Artículo publicado en Marca.es_______
El juez alerta sobre el avance del fascismo en ‘La democracia amenazada’, su libro más combativo
Pocas figuras del ámbito jurídico español han protagonizado tantos debates públicos como Baltasar Garzón. A lo largo de una trayectoria marcada por la investigación de grandes casos de corrupción, terrorismo y crímenes contra la humanidad, el magistrado ha convertido la defensa de los derechos humanos y del Estado de derecho en el eje central de su actividad profesional. Ahora regresa al primer plano del debate público con ‘La democracia amenazada’ (Planeta), un ensayo en el que alerta sobre los riesgos que acechan a las democracias contemporáneas.
En este nuevo libro, Baltasar Garzón analiza fenómenos que considera decisivos para entender el presente: desde los casos de lawfare y la creciente politización de la justicia hasta la corrupción, el racismo, la proliferación de bulos y la erosión de las instituciones democráticas. También dirige su mirada al escenario internacional, donde interpreta el auge de liderazgos autoritarios y el impacto de figuras como Donald Trump como síntomas de una transformación global que pone en cuestión los consensos democráticos construidos tras la Segunda Guerra Mundial.

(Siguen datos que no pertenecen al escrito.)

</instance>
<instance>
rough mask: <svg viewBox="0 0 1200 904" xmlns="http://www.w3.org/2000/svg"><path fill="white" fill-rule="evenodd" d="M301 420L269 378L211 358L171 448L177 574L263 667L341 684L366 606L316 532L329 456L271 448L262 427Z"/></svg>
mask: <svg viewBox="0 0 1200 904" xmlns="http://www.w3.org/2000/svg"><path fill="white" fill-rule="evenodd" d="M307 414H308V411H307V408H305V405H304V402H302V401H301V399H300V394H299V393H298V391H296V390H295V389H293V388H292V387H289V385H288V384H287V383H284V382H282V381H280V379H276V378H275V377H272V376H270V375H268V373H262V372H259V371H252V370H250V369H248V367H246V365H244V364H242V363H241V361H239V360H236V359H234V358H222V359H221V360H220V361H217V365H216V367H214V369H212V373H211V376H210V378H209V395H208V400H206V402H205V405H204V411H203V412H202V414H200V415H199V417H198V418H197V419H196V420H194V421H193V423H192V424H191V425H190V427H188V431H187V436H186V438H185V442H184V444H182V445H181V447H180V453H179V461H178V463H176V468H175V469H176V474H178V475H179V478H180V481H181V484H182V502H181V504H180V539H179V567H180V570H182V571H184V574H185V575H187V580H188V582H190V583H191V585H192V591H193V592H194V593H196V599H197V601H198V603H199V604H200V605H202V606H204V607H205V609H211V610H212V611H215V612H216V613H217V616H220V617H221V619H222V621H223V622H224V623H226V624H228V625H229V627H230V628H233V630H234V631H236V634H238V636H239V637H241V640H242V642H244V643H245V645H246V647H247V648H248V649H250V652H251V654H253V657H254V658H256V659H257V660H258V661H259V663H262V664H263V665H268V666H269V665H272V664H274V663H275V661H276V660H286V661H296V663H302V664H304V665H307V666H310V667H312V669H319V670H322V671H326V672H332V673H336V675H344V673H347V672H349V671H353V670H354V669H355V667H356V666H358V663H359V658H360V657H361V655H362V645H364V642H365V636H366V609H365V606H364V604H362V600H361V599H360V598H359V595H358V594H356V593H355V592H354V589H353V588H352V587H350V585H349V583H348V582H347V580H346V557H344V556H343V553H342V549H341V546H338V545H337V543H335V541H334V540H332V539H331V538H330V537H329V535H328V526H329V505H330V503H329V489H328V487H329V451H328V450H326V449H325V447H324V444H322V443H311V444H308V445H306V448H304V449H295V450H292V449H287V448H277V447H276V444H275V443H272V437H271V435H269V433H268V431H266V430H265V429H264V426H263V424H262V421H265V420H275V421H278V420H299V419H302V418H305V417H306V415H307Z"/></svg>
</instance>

Lejos de plantear un diagnóstico resignado, ‘La democracia amenazada’ se presenta como una llamada a la acción. Baltasar Garzón sostiene que el avance de los discursos ultraderechistas y de las dinámicas autoritarias no puede combatirse desde la indiferencia ni el silencio. Por el contrario, reivindica el compromiso ciudadano y la defensa activa de los valores democráticos como herramientas imprescindibles para frenar una deriva que, a su juicio, amenaza con normalizar la intolerancia y debilitar la convivencia.
«Este es un libro de combate«, afirma Baltasar Garzón, que define la obra como un grito de alarma frente a la mentira, la pasividad y la pérdida de referentes democráticos. Con un tono directo y combativo, Garzón invita a reflexionar sobre el momento político actual y sobre la responsabilidad colectiva de impedir que el fascismo vuelva a encontrar espacios desde los que erosionar las libertades y los derechos conquistados.